‘The (n)Atrocity Exhibition – a house crash for the rest of us’, physical and AR installation,
BAF Gallery, Vancouver, 2017

The title riffs on a famous book from the 70’s by JG Ballard called “The Atrocity Exhibition”. There are many interesting things about this book. Highly recommended reading, not just for its seemingly prophetic insights to the digital age. Structurally, its kind of like a kaleidoscope, in that events are repeated from slightly altered points of view. The protagonists name for example, is not quite the same from one chapter to the next, and the same events are referred to in subsequent chapters, again from a shifted perspective. This fragmented kaleidocsopic vision is what inspired the structure of this folded wall construction I have made. 
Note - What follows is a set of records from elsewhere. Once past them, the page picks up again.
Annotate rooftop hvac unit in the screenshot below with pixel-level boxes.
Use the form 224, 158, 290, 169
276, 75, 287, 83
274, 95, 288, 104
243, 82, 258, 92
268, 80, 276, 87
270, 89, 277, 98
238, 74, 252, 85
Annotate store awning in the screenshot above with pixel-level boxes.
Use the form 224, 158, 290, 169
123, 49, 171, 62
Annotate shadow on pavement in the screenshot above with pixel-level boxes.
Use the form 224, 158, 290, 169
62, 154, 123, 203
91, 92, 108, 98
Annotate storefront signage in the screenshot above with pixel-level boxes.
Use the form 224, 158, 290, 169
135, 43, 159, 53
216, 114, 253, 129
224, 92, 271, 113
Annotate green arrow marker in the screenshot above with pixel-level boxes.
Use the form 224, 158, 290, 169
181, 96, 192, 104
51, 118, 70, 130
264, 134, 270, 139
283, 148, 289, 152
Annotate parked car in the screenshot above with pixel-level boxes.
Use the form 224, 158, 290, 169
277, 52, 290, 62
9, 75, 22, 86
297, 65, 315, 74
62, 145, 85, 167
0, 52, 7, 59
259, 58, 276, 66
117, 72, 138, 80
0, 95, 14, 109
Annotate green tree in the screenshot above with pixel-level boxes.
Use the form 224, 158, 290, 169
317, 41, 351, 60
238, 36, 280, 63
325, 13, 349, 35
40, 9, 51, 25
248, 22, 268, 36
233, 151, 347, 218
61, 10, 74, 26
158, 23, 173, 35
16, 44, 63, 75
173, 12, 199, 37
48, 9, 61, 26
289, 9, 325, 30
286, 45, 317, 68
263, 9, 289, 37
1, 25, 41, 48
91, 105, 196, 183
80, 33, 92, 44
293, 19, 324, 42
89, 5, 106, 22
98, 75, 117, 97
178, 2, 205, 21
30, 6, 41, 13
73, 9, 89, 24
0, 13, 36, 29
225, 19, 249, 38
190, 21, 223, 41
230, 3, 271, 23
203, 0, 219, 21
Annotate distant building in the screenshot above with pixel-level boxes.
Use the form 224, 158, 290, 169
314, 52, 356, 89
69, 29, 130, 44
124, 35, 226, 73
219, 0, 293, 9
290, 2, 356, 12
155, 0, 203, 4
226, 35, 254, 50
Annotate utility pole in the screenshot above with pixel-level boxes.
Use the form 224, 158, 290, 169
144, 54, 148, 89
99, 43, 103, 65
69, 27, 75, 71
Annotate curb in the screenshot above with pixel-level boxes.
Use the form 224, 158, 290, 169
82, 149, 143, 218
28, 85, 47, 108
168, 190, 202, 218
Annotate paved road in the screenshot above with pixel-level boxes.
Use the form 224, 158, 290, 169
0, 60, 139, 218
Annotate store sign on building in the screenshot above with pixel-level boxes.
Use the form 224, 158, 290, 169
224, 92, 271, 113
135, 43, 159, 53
A second thing that is interesting is that over the course of the book, there is an erasure or fracture between what seem to be events playing out in the public realm and events that seem to happen only in a private realm, the protagonists mind. Are the described events memories or echoes of what has already happened? or are these intentions/desires on the part of the protagonist? In this exhibition, the fracturing wall is a shared memory of domestic walls, and also an unfolded/inverted delineating skin between public and private realms. 

Also interesting is that the Latin root of Atrocity, refers to fire and seeing. Thus atrocity means “of fiery or threatening appearance”. It also shares a root with atrium, the open main court in a Roman house. I’ve added a playful conditional negation in front of Atrocity, changing it to (n)Atrocity. The exhibition itself isn’t an Atrocity, though indeed the physical construction may be of fiery appearance. Inside the privacy of the home – in our atria – we can become all too oblivious to the real atrocities that arise outside, somewhere else, in the public. Yet, via ubiquitous and portable digital media, such spatial separation is less and less relevant.